Fifty years ago, philosopher and theologian Francis Schaeffer issued a prophetic warning that is strikingly relevant for the church in our political and cultural moment. In The Church at the End of the 20th Century, Schaeffer cautioned against the tendency of God’s people to run to political allegiances that promise safety and affluence. Doing so is risky business:

“… at first, an establishment elite [Schaeffer’s language for conservative politics and parties] will be less harsh on the church than a left-wing elite if that should come to power. But that is a danger. The church will tend to make peace with the establishment and identify itself with it. It will seem better at first, but not in the end if the church is identified with the establishment in the minds of young people…. I believe the church will be greatly hindered.”

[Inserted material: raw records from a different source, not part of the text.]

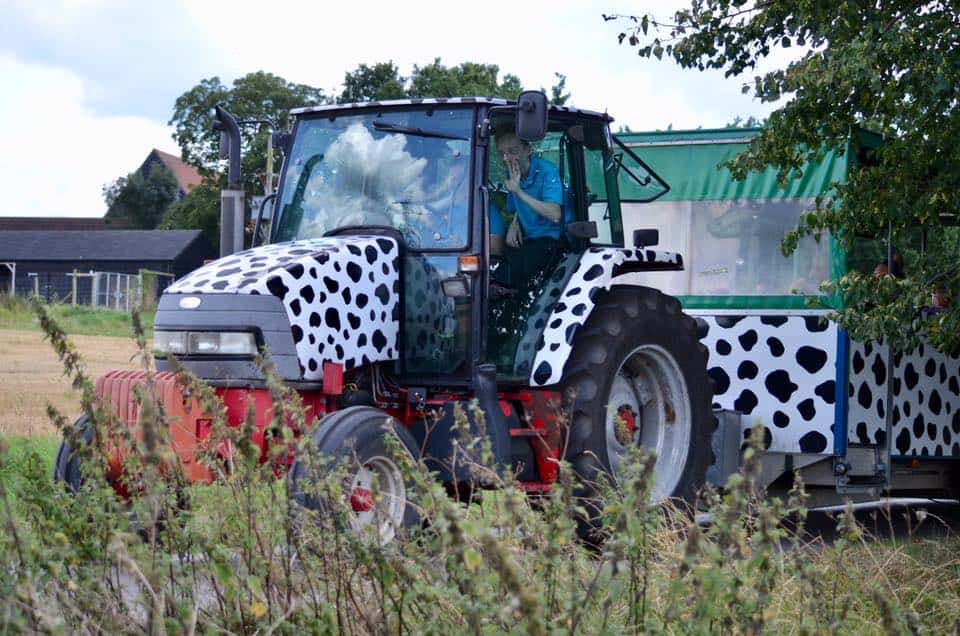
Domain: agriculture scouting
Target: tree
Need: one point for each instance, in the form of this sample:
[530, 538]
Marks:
[255, 96]
[199, 210]
[557, 96]
[890, 66]
[139, 202]
[467, 79]
[373, 83]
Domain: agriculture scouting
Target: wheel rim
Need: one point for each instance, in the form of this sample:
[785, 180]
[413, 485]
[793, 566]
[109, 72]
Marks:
[378, 498]
[649, 406]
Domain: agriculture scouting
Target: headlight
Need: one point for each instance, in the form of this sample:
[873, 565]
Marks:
[230, 343]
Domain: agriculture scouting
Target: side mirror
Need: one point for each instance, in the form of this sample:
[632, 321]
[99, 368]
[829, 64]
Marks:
[646, 238]
[532, 115]
[583, 229]
[283, 141]
[456, 286]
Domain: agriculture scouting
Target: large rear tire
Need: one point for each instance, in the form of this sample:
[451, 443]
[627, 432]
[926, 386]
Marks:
[378, 492]
[637, 376]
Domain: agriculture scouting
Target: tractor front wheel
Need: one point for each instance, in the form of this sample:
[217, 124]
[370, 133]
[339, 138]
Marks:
[66, 468]
[376, 489]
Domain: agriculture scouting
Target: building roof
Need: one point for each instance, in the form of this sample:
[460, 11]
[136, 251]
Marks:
[8, 223]
[187, 176]
[103, 245]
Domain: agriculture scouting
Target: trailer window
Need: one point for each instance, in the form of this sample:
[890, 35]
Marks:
[732, 248]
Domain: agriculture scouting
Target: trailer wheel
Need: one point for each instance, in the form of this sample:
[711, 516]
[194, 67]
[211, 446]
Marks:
[66, 468]
[637, 376]
[377, 491]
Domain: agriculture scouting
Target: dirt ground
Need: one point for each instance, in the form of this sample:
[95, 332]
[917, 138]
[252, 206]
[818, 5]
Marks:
[31, 375]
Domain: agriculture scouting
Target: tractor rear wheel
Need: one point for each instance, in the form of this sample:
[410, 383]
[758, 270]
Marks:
[377, 490]
[637, 376]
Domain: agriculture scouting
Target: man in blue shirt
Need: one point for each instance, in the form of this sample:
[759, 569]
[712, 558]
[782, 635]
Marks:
[535, 197]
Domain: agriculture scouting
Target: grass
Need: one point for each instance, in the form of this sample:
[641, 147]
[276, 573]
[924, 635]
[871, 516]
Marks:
[32, 377]
[15, 313]
[21, 452]
[240, 558]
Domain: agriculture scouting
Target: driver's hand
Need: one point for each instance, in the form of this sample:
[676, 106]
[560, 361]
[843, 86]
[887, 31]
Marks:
[514, 235]
[512, 183]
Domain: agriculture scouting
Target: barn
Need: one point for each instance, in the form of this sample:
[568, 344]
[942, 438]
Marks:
[48, 263]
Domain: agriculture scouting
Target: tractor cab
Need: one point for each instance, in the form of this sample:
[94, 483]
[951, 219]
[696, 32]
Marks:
[429, 174]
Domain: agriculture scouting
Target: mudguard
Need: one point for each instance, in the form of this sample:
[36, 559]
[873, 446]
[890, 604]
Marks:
[599, 268]
[341, 294]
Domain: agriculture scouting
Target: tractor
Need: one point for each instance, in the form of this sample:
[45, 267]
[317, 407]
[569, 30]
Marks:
[385, 301]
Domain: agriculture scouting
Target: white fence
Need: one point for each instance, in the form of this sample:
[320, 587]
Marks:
[118, 291]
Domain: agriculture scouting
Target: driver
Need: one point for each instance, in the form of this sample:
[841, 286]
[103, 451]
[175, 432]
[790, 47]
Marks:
[535, 197]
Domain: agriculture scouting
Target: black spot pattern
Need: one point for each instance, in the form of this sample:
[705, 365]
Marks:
[305, 275]
[721, 381]
[811, 358]
[747, 370]
[748, 339]
[776, 347]
[813, 442]
[779, 385]
[746, 402]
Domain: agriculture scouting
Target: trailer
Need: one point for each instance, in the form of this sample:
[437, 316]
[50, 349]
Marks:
[856, 419]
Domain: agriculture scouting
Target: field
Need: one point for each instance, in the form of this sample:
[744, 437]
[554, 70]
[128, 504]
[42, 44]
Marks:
[31, 376]
[77, 564]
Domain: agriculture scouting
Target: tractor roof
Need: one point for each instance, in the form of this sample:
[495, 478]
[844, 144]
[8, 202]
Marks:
[494, 101]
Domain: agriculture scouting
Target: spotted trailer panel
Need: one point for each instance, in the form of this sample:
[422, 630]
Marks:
[926, 400]
[597, 271]
[780, 371]
[340, 294]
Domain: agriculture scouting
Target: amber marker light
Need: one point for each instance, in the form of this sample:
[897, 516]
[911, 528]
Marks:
[469, 263]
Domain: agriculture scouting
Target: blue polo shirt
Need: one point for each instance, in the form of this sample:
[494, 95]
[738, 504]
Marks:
[543, 183]
[495, 220]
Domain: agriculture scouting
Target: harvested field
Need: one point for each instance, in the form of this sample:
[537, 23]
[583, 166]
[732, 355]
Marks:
[31, 375]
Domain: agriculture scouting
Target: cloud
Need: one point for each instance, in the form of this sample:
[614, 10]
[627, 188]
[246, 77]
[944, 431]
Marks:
[58, 153]
[133, 58]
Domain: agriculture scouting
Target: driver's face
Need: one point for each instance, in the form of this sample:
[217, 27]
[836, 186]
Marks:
[511, 150]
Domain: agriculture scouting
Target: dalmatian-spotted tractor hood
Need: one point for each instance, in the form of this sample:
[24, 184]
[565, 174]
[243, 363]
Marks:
[340, 295]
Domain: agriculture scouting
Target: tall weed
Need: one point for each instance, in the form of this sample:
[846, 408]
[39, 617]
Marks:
[238, 556]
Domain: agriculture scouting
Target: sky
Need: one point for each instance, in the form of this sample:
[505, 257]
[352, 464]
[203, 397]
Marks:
[87, 86]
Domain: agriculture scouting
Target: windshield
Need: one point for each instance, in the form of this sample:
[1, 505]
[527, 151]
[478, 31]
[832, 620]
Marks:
[405, 169]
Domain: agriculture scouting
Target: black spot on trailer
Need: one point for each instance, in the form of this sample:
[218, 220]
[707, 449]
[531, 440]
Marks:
[813, 442]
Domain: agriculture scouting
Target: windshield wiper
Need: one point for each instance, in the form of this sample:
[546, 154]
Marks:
[418, 132]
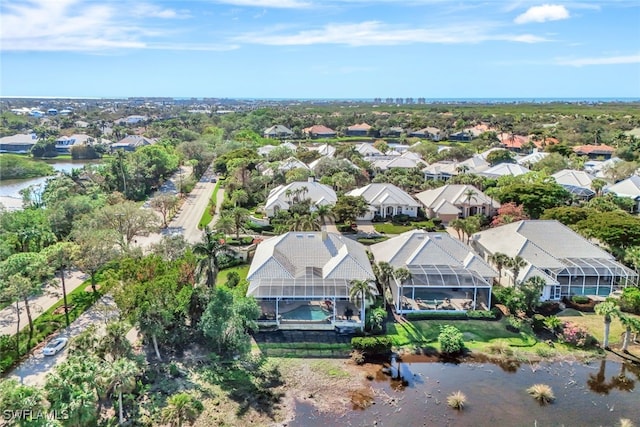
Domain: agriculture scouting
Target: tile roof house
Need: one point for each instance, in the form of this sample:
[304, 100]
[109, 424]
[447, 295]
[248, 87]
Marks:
[576, 182]
[594, 151]
[361, 129]
[300, 278]
[454, 201]
[445, 273]
[502, 169]
[629, 188]
[319, 131]
[278, 131]
[18, 144]
[569, 263]
[64, 143]
[283, 196]
[386, 200]
[131, 142]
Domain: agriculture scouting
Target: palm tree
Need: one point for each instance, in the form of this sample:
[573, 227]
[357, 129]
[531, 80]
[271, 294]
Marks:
[360, 292]
[181, 408]
[607, 309]
[500, 260]
[469, 195]
[516, 264]
[631, 324]
[209, 249]
[401, 274]
[122, 375]
[325, 214]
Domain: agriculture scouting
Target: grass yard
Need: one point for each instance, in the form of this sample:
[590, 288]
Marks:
[478, 334]
[595, 325]
[388, 228]
[242, 270]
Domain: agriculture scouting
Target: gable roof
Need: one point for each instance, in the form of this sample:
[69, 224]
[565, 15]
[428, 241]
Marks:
[629, 187]
[377, 194]
[421, 248]
[309, 264]
[454, 194]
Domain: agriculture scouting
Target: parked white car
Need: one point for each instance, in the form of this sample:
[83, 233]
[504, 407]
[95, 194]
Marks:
[54, 346]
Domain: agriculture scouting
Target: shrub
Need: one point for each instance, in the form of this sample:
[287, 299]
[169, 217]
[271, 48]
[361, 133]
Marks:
[553, 323]
[538, 322]
[450, 339]
[357, 357]
[542, 393]
[371, 346]
[481, 315]
[580, 299]
[574, 334]
[457, 400]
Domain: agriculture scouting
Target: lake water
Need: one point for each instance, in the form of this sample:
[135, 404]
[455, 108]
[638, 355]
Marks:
[597, 394]
[10, 189]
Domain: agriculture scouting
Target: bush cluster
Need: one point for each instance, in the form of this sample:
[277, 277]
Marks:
[372, 346]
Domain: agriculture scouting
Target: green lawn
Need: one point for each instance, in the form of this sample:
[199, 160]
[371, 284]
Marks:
[242, 270]
[478, 334]
[388, 228]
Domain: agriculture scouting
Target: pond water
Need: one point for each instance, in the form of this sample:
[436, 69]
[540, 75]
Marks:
[10, 189]
[597, 394]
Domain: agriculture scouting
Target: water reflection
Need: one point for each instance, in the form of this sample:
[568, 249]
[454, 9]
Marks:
[598, 382]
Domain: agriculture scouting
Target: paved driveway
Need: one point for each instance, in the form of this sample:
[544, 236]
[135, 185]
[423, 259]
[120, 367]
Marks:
[33, 371]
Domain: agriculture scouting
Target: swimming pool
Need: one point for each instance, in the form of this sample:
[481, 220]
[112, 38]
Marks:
[307, 312]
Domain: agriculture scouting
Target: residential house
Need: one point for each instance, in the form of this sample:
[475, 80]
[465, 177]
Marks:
[319, 131]
[18, 144]
[278, 131]
[131, 143]
[64, 143]
[361, 129]
[629, 188]
[386, 201]
[568, 263]
[454, 201]
[445, 274]
[577, 183]
[303, 280]
[283, 196]
[324, 150]
[432, 133]
[594, 151]
[502, 169]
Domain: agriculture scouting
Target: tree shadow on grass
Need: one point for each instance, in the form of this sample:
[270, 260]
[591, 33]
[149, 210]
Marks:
[250, 383]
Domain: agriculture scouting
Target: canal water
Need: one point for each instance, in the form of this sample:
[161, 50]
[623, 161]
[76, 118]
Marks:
[10, 189]
[595, 394]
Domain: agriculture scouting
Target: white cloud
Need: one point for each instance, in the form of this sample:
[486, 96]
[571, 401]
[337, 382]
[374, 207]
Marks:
[606, 60]
[544, 13]
[375, 33]
[275, 4]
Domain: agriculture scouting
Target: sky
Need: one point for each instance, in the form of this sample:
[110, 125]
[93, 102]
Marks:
[339, 49]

Schaeffer was identifying a massive risk for Christians in connecting ourselves with any political movement. We may tie our cart to what promises safety and security and power now, but in the end it will cost us. It will cost us in our prophetic witness to an onlooking world, and it will cost us our witness to a younger, onlooking generation in the church.

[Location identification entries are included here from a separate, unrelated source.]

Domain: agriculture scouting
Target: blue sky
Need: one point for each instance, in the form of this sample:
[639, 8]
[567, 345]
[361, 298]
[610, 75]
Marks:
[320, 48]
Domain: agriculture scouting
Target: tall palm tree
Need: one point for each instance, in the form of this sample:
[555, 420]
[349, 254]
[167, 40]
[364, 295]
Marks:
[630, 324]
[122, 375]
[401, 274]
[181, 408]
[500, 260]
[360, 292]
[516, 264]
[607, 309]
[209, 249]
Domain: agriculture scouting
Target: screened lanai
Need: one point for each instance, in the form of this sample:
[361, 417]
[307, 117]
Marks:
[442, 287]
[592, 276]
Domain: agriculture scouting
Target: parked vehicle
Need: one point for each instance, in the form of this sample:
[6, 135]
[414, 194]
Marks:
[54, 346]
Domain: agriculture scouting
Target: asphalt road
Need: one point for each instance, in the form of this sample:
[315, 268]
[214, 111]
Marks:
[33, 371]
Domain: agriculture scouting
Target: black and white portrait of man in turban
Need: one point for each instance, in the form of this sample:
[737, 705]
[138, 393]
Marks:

But it’s not just tying ourselves to the “establishment elite” that concerns Schaeffer. Any conflation of our allegiance to God’s kingdom with an allegiance to the kingdoms of this world is dangerous. If we think our allegiance to Jesus and our allegiance to America go hand in hand, we’ve got serious problems.

“These are not two equal loyalties…. It must be taught that patriotic loyalty must not be identified with Christianity. As Christians we are responsible, under the Lordship of Christ in all of life, to carry the Christian principles into our relationship to the state. But we must not make our country and Christianity to be synonymous.”

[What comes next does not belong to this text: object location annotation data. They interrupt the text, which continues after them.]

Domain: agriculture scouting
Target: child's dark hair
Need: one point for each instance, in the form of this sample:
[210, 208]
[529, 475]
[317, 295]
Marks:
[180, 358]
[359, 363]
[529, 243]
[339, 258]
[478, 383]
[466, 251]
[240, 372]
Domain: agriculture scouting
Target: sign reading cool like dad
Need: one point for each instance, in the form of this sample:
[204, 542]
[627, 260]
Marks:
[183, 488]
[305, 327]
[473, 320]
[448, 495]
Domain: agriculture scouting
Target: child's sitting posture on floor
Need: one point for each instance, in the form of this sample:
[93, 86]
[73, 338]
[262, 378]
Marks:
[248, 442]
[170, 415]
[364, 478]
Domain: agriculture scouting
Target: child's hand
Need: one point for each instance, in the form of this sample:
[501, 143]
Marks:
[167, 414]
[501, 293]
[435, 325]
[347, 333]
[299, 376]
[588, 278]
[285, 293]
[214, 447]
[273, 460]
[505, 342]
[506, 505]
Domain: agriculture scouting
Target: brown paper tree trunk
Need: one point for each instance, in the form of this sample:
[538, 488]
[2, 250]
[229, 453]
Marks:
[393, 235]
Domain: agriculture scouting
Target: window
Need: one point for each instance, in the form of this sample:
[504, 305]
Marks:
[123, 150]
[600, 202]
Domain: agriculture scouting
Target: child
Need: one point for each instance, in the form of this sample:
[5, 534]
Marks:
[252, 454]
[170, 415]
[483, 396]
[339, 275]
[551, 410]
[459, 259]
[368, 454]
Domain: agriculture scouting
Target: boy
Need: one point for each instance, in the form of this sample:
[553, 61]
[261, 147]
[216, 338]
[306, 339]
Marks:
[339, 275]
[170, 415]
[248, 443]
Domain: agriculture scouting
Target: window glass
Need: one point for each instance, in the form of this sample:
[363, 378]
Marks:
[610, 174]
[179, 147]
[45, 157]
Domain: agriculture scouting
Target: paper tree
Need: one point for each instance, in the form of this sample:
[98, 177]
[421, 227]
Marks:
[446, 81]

What Schaeffer was warning against is Christian Nationalism - the idea that “God and country” are two equal, or even close to equal allegiances. Christian Nationalism has a long history and I won’t take time here to unpack it. (See Thomas Kidd’s brief article for a helpful synopsis). What Schaeffer would say, and what I am saying here unequivocally, is that Christian Nationalism is not real Christianity. But alarmingly, this false gospel has taken deep root in the American church. The images on the Capitol steps are another example that makes this sadly clear.

As Donald Trump’s presidency comes to a disgraceful end and we begin a new chapter under a new president, American Christians have the opportunity to do some serious self-examination. And make no mistake, we must. With hearts full of grief and repentance, we must ask ourselves honestly where our allegiance lies. And where the Lord graciously puts his finger on idolatry, we must seek deep repentance. What have we got to lose? For in losing every other hope for power and prosperity, in losing every competing allegiance, in losing every other kingdom, we gain the one that will last far after America itself is a mere footnote on the pages of history.